Interrumpióse, alzándose bruscamente.

—¿Quién es?

—Yo, señor. He llamado ya tres veces, y sólo me habéis oído a la tercera.

—Para ti, Kammamuri, está siempre franca la entrada a nuestras habitaciones privadas. Pasa, que aquí está también tu amo.

—Lo sé ya, señor; lo he visto antes que vos.

La puerta quedó franqueada y el maharato entró, seguido de cuatro criados que llevaban sobre inmensos platos de oro, maravillosamente cincelados, dos enormes lenguas humeantes de búfalo.

—¿Te has convertido ahora en cocinero? —preguntó Tremal-Naik.

—Sí, mientras no hayamos descubierto y colgado o fusilado a los envenenadores —respondió el maharato—. En la cocina mando yo ahora, y no perderé de vista a los cocineros. Vos, señor Yáñez, os habíais olvidado de la cena.

—Casi, casi —respondió el portugués—. Pero con todo eso, la saludo con gusto, tanto mayor cuanto que no correré peligro de sorberme yo también algunas gotas de veneno del bis cobra[27].

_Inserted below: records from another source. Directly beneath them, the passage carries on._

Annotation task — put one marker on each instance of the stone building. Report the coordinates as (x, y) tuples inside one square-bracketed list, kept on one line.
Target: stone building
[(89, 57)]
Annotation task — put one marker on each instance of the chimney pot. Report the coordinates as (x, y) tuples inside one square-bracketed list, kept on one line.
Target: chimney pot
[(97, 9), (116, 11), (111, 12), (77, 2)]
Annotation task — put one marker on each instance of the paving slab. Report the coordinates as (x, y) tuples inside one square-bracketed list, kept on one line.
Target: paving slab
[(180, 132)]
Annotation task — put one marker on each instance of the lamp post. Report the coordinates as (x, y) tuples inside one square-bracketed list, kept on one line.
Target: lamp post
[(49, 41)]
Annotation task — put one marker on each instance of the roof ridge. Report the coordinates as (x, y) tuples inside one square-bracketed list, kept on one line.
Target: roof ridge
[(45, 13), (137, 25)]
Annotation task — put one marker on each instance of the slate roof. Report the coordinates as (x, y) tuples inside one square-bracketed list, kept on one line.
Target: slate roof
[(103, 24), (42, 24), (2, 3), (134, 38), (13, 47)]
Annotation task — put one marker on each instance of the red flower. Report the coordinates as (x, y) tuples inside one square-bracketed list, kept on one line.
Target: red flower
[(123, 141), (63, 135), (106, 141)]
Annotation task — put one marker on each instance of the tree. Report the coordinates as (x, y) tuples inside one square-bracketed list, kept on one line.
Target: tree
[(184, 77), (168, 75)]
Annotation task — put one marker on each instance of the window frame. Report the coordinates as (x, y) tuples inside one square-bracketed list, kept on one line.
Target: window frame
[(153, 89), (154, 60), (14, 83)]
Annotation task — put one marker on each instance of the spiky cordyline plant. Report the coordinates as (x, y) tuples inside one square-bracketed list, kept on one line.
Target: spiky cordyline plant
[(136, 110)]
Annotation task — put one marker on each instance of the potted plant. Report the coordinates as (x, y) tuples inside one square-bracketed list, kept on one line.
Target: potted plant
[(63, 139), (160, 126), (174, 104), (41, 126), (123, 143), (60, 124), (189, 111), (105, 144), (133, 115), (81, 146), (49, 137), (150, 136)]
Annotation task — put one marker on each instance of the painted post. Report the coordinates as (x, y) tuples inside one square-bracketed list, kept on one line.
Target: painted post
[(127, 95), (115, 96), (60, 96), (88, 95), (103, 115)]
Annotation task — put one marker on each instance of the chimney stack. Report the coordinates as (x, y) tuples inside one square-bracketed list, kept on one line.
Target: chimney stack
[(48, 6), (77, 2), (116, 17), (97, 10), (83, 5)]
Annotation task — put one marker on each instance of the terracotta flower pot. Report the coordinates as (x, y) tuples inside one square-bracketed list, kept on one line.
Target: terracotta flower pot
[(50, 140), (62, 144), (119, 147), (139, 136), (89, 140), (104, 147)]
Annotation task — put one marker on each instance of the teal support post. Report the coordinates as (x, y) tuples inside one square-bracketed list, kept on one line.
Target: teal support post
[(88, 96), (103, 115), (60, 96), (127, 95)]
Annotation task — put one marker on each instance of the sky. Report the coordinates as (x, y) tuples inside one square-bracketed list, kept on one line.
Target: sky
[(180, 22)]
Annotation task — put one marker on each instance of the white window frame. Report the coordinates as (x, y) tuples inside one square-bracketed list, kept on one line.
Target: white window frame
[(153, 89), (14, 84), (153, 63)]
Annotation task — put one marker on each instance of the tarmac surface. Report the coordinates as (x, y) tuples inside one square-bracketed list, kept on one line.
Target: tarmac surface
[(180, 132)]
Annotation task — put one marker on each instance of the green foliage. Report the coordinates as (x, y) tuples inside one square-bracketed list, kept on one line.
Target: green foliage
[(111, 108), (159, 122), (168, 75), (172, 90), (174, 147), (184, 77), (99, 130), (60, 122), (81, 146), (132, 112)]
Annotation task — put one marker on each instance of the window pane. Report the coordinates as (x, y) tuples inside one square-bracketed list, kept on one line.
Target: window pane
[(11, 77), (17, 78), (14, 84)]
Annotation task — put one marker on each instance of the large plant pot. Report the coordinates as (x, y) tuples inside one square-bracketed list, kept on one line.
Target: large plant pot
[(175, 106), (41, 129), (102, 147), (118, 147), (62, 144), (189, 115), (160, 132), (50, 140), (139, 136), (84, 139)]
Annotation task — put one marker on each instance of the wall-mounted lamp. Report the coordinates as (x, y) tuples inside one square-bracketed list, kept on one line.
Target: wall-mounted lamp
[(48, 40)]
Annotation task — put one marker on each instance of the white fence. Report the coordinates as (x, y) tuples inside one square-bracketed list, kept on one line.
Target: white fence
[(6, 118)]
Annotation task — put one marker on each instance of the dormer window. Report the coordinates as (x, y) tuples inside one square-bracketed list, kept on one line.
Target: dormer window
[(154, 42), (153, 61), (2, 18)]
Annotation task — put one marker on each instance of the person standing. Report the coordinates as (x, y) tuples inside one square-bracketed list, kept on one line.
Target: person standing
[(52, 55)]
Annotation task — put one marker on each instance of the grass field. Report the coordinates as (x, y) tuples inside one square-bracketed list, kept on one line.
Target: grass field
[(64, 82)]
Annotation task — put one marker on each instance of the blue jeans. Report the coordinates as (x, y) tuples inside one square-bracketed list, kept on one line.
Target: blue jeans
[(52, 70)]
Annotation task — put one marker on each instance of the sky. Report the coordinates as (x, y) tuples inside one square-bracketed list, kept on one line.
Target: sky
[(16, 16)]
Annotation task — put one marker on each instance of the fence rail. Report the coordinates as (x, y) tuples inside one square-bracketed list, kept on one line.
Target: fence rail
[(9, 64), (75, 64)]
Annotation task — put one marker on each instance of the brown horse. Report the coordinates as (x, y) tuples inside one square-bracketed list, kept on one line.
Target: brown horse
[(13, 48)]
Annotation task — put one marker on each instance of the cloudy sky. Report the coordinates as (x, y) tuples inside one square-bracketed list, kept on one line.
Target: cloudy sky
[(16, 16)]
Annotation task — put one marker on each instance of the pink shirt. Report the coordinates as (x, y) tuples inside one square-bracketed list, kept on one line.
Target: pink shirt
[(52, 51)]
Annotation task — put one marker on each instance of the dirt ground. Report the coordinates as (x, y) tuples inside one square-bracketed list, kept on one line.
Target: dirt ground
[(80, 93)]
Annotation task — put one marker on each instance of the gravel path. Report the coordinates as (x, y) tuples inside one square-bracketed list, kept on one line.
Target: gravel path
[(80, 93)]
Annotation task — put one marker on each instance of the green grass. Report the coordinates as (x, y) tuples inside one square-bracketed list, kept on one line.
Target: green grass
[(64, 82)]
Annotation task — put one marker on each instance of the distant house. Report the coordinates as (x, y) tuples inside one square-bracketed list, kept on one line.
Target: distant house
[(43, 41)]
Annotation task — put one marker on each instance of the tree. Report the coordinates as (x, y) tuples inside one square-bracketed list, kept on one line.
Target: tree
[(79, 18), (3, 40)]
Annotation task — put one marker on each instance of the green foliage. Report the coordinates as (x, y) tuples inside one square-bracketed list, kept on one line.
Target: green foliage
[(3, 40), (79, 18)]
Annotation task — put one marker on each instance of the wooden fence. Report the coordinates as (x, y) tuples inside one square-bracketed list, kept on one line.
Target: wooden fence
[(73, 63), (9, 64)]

—Estas lenguas, señor, y aun la salsa que las rodea, están preparadas por mí solo, pues no he querido que nadie me ayudase, para que así estéis más seguro.

Entretanto habían entrado otros cuatro cocineros, llevando platillos de plata, cubiertos, botellas, servilletas y manteles.

Una mesa redonda, de ébano incrustado de madreperla, y con artísticos dibujos de oro, fue puesta en medio de la estampida.

Los criados prepararon todo rápidamente, y después, a una señal de Yáñez, se retiraron, andando sobre la punta de los pies, sin haber pronunciado una palabra.

—¿Continúan los ministros velando siempre al muerto? —preguntó el portugués a Kammamuri.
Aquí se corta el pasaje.